At this stage, regardless of deciding between deep learning (neural networks) or machine learning models (SVM, decision trees), it’s important to have direct access to many algorithms used for AI workflows, such as classification, prediction and regression. You may also want to use a variety of prebuilt models developed by the broader community as a starting point or for comparison.
While algorithms and prebuilt models are a good start, they’re not the complete picture. Engineers learn how to use these algorithms and find the best approach for their specific problem by using examples. A tool such as Matlab provides hundreds of examples for building AI models across multiple domains.

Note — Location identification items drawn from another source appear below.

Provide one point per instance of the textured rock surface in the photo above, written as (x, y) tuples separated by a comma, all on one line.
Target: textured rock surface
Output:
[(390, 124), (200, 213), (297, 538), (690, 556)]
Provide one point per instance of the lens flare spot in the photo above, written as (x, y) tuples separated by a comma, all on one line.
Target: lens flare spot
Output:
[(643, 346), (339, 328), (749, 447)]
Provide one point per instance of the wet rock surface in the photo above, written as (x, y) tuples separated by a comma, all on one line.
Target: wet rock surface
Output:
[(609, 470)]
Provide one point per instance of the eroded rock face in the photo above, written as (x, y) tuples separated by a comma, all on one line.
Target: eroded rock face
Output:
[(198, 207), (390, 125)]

AI modeling is an iterative step within the complete workflow, and engineers must track the changes they’re making to the model throughout this step. Tracking changes and recording training iterations, with tools like Experiment Manager, is crucial as it helps explain the parameters that lead to the most accurate model and create reproducible results.
Step 3: simulation and test
AI models exist within a larger system and must work with all other pieces in the system. Consider an automated-driving scenario: not only do you have a perception system for detecting objects (pedestrians, cars, stop signs), but this has to integrate with other systems for localization, path planning, controls and more. Simulation and testing for accuracy are key to validating that the AI model is working properly and everything works well together with other systems, before deploying a model into the real world.
To build this level of accuracy and robustness prior to deployment, engineers must ensure that the model will respond the way it’s supposed to, no matter the situation. Questions you should ask at this stage include: what’s the overall accuracy of the model? Does the model perform as expected in each scenario? Does it cover all edge cases?
Trust is achieved once you’ve successfully simulated and tested all cases you expect the model to see and can verify that the model performs on target. By using tools like Simulink, engineers can verify that the model works as desired for all the anticipated use cases, avoiding redesigns that are costly both in money and time.
Step 4: deployment
Once you’re ready to deploy, the target hardware is next, meaning you need to ready the model in the final language in which it will be implemented. This step typically requires design engineers to share an implementation-ready model, allowing them to fit that model into the designated hardware environment. From desktop to the cloud to FPGAs, tools like Matlab can handle generating the final code in all scenarios. They offer engineers the leeway to deploy their model across a variety of environments without having to rewrite the original code.
Take the example of deploying a model directly to a GPU. Automatic code generation eliminates coding errors that could be introduced through manual translation and provides highly optimized Cuda code that will run efficiently on the GPU.
Engineers don’t have to become data scientists or even AI experts to apply artificial intelligence. The right tools, functions and apps to integrate AI into their workflow and available experts to answer questions related to AI integration are crucial resources for setting them – and their AI models – up for success. Ultimately, engineers are at their best when they can focus on what they do best and build on it with the right resources to help them bring AI into the picture.